Seminar über Quanten-, Atom- und Neutronenphysik (QUANTUM)
Nov. 28, 2013 at 5 p.m. c.t. in Lorentz-RaumProf. Dr. Peter van Loock
Institut für Physik
loock@uni-mainz.de
Dr. Lars von der Wense
Institut für Physik
lars.vonderwense@uni-mainz.de
In our three dimensional world only two kind of particles can exist: bosons and fermions.
However in low-dimensional systems it is possible to conceive objects, called anyons, which carry fractional exchange statistics, interpolating between bosons and fermions.
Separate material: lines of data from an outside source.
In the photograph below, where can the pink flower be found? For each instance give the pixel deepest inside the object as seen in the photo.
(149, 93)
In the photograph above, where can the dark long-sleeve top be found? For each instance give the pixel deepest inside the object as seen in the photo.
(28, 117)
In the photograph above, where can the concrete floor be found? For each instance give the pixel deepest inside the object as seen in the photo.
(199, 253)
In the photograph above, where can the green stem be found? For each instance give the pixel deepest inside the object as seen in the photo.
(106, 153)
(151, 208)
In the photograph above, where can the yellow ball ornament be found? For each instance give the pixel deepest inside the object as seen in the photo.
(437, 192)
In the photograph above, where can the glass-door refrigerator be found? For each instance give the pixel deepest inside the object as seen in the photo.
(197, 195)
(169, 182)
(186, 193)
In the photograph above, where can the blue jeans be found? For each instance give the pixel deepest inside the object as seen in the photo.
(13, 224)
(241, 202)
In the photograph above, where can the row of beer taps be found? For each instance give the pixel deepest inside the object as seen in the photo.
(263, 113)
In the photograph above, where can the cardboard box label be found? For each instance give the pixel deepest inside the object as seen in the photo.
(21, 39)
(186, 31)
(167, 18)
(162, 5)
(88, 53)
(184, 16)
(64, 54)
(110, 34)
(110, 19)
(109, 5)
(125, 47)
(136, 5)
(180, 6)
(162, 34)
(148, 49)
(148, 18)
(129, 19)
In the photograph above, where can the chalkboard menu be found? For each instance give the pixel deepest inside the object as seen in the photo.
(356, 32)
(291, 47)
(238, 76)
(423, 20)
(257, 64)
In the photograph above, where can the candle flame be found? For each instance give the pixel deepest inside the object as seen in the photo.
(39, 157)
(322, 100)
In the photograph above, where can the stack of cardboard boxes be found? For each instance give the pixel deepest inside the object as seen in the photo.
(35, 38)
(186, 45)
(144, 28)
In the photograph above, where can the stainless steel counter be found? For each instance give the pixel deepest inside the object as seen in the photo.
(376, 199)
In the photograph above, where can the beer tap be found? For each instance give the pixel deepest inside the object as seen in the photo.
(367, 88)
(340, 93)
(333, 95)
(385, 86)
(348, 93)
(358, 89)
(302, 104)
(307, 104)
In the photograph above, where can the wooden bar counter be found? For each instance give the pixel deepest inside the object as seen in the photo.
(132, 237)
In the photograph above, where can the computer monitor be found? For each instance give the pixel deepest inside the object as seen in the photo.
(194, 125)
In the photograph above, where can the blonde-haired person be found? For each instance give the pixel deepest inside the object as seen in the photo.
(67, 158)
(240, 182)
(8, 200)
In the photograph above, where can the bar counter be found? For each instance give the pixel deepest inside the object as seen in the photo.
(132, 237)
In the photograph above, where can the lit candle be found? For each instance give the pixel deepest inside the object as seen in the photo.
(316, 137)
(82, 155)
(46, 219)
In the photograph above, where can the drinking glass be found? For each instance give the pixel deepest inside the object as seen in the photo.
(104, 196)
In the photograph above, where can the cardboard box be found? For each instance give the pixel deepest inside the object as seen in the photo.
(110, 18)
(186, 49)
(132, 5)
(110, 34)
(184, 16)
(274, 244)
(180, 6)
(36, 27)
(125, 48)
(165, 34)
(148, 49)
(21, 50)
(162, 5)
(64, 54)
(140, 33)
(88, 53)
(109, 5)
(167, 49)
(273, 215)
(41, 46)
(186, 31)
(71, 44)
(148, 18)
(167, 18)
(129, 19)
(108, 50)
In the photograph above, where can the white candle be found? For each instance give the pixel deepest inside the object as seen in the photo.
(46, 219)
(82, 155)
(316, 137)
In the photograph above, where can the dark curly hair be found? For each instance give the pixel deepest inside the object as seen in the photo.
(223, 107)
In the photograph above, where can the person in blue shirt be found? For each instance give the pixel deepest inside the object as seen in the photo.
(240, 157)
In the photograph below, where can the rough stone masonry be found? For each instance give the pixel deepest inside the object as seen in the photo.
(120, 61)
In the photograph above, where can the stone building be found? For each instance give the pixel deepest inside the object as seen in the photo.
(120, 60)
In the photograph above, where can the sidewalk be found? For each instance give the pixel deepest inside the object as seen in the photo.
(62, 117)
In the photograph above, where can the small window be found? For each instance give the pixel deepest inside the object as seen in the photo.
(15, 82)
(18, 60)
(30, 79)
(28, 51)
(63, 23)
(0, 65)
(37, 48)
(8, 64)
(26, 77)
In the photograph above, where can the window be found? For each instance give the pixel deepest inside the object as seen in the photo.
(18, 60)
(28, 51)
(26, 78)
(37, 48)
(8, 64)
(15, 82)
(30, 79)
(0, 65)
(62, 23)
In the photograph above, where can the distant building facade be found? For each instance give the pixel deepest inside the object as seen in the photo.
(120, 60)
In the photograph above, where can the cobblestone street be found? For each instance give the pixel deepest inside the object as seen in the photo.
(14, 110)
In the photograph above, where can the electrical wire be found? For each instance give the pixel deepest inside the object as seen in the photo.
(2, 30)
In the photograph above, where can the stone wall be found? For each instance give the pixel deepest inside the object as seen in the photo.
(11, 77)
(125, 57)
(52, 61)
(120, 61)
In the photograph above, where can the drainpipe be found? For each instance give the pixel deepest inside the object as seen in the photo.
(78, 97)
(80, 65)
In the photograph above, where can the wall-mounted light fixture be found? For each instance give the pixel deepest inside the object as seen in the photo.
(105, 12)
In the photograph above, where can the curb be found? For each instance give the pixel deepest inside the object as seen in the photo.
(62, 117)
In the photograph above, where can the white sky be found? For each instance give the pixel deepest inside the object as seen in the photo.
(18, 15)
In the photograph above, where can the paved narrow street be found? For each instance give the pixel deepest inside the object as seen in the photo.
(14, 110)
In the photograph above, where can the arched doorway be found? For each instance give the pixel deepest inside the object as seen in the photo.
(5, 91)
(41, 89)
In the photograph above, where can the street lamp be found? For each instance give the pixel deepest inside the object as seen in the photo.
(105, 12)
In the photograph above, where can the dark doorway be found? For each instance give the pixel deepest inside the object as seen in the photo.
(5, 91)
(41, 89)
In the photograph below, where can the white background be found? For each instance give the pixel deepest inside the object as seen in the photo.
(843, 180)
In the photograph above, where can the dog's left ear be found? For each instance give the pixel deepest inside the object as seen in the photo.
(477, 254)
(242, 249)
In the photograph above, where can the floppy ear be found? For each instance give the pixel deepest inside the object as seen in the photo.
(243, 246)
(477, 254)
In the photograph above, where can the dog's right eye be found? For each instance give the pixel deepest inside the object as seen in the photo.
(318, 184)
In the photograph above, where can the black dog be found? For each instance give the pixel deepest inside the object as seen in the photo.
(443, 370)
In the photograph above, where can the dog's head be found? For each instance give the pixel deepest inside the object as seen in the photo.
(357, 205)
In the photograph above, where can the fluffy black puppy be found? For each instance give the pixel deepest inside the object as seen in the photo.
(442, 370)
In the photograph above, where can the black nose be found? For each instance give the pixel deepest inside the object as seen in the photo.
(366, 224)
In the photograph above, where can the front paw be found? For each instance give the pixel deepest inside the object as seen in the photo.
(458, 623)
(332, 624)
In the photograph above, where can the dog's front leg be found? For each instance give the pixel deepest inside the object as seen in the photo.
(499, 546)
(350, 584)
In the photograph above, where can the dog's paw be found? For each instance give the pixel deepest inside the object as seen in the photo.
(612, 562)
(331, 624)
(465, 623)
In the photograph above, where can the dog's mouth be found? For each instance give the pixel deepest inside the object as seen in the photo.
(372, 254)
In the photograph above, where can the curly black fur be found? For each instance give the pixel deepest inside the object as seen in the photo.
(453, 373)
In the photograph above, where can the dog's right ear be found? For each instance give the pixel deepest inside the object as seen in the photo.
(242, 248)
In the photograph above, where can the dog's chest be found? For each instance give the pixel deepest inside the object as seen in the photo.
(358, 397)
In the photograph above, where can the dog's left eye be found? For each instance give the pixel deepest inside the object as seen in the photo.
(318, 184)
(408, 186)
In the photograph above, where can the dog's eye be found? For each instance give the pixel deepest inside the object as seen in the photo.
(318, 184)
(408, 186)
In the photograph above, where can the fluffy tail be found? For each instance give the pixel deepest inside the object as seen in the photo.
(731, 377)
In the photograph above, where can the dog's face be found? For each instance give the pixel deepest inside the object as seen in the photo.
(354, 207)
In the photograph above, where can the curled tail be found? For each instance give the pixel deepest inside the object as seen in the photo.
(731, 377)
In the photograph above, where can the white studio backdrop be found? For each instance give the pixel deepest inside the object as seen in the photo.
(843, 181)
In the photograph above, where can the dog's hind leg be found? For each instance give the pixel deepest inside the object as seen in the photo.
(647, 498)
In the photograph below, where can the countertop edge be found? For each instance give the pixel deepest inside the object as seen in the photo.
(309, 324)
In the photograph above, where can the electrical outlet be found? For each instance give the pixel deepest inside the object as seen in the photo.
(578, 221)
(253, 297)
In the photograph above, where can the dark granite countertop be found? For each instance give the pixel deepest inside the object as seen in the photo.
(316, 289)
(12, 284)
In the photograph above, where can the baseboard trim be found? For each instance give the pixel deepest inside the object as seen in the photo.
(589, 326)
Traditionally, anyons are associated to the fractional quantum Hall effect, where collective excitations of 2D electrons show a statistical exchange phase, determined by intensity of the magnetic field. Here we discuss experimental ways to simulate anyons in 1D lattices with fully tunable exchange statistics. In our setup, anyons are obtained starting from bosons with occupation-dependent hopping amplitudes, which can be realized by assisted Raman tunneling. The statistical angle can thus be continuously controlled by modifying the relative phase of external driving fields. This opens the fascinating possibility of smoothly transmuting a bosonic statistics via anyons into a fermionic one, giving rise to surprising effects like superfluid-insulating phase transitions induced by the particle statistics as a free parameter.